MEXICO CITY — The United States Treasury Department has begun investigating whether Jay-Z and Beyoncé — music’s royal couple — violated the trade embargo against Cuba by traveling to the island two weeks ago during their wedding anniversary, according to officials and a person who helped arrange their visit.

In a sudden predictable controversy that proves the embers of conflict between Miami and Havana are never far from becoming flames, Treasury officials on Monday said they were working on a response to demands for more information about the trip from two Cuban-American lawmakers from South Florida — Representatives Ileana Ros-Lehtinen and Mario Diaz-Balart, both Republicans, who appear to be using the highly photographed visit to rekindle outrage about Americans going to Cuba for fun.

“Cuba’s tourism industry is wholly state-controlled,” Ms. Ros-Lehtinen and Mr. Diaz-Balart wrote in a letter to the Treasury Department on Friday, “therefore, U.S. dollars spent on Cuban tourism directly fund the machinery of oppression that brutally represses the Cuban people.”

But what I do know is that it is far past time to end this stupid trade embargo. On November 18, 1963, four days before he was assassinated, President Kennedy gave an speech in Miami before the Inter-American Press Association. His audience was stridently anti-Castro, but Castro was also part of his intended audience. Here’s an excerpt from that speech.

It is important to restate what now divides Cuba from my country and from the other countries of this hemisphere. It is the fact that a small band of conspirators has stripped the Cuban people of their freedom and handed over the independence and sovereignty of the Cuban nation to forces beyond the hemisphere. They have made Cuba a victim of foreign imperialism, an instrument of the policy of others, a weapon in an effort dictated by external powers to subvert the other American Republics. This, and this alone, divides us. As long as this is true, nothing is possible. Without it, everything is possible. Once this barrier is removed, we will be ready and anxious to work with the Cuban people in pursuit of those progressive goals which a few short years ago stirred their hopes and the sympathy of many people throughout the hemisphere.

No Cuban need feel trapped between dependence on the broken promises of foreign communism and the hostility of the rest of the hemisphere.
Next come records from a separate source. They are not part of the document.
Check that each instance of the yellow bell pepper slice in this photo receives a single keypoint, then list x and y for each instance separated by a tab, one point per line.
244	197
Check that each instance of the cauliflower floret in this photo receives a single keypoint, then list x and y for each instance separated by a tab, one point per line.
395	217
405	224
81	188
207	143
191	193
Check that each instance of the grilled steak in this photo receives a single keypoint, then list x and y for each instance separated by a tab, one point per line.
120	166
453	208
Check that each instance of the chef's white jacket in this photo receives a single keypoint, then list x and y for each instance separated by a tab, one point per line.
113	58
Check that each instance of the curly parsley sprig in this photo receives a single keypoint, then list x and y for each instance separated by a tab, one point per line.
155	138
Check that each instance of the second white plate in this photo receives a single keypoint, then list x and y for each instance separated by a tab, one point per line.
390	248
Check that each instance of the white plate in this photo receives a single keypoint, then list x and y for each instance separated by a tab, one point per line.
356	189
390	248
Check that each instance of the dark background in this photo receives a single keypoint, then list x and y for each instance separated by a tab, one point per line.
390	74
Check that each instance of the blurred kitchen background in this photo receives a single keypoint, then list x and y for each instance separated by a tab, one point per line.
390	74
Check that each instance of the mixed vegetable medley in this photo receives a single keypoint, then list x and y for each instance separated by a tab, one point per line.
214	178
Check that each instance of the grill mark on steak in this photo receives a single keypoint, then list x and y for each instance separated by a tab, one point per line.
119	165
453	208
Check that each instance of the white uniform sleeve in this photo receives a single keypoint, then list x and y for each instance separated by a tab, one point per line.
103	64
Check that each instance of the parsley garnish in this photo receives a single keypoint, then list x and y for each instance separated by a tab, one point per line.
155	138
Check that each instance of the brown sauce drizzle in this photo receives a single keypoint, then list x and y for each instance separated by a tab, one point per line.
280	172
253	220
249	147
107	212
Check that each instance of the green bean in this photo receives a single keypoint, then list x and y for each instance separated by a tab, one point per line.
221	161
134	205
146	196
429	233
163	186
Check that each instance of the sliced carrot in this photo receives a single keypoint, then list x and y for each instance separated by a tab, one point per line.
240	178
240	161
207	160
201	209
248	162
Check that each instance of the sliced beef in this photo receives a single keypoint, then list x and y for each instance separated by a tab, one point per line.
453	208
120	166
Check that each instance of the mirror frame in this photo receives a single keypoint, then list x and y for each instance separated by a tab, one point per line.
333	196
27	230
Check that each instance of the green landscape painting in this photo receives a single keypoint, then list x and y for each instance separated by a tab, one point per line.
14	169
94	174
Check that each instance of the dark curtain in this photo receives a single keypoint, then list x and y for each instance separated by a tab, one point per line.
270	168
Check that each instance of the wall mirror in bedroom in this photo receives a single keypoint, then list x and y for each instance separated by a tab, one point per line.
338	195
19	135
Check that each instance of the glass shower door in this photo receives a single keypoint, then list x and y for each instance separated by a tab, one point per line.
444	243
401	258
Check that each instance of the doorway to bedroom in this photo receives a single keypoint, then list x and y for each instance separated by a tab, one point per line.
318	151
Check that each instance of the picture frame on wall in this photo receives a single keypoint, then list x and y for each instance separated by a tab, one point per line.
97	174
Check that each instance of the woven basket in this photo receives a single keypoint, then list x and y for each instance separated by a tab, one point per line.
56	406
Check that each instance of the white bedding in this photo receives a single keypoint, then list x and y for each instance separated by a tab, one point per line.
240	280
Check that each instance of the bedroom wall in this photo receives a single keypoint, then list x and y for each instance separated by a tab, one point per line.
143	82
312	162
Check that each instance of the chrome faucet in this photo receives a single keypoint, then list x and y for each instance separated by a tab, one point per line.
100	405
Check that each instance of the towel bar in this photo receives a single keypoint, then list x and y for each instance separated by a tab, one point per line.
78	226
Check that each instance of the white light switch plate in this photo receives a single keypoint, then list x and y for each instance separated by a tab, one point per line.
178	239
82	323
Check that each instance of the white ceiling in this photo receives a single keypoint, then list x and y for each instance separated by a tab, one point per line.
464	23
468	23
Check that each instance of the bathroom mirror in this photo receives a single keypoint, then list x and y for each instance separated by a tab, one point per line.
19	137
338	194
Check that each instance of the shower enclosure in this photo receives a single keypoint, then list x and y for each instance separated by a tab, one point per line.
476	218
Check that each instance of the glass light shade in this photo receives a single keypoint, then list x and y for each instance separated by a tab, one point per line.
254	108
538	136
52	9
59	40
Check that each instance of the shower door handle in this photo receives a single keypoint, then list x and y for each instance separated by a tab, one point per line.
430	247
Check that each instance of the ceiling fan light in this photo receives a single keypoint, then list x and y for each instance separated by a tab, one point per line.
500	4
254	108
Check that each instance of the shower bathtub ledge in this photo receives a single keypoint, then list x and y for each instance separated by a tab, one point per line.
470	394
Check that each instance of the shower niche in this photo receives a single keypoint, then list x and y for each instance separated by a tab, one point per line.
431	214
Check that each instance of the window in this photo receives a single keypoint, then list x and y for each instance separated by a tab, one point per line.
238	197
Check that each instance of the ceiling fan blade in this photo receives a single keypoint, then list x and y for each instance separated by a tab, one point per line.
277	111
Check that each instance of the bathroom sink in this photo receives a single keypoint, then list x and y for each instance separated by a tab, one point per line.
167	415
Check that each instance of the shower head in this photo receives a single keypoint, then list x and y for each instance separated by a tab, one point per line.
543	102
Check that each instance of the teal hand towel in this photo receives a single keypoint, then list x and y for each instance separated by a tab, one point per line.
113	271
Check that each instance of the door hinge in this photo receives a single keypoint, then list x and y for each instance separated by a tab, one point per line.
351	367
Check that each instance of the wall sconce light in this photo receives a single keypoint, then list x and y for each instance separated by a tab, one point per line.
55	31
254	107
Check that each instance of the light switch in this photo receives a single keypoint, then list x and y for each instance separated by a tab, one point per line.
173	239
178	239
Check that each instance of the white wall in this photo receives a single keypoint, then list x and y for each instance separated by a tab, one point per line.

For once Cuban sovereignty has been restored we will extend the hand of friendship and assistance to a Cuba whose political and economic institutions have been shaped by the will of the Cuban people.

Maybe some people haven’t noticed, but the Soviet Union collapsed 22 years ago. Cuba hasn’t been dependent on “foreign communism” for more than two decades. They are no longer “an instrument of the policy of others.” If that, and that alone, is what divided us during the heart of the Cold War, and if it was true that “Once this barrier is removed, we will be ready and anxious to work with the Cuban people in pursuit of…progressive goals,” then we should end the Cuban embargo.

We don’t have to do it unilaterally. I am sure the Cuban government would be willing to negotiate the release of some political prisoners or others who we feel indebted to, if we are willing to restore normal relations with their government. Perhaps we have some people in custody that they would like to see released.

The killing of JFK cut off negotiations that were ongoing between Kennedy and Castro. We shouldn’t let his murder continue to undermine negotiations between Washington and Havana.

C’mon, Obama. Kick Bob Menendez in the ass, and let’s get this done.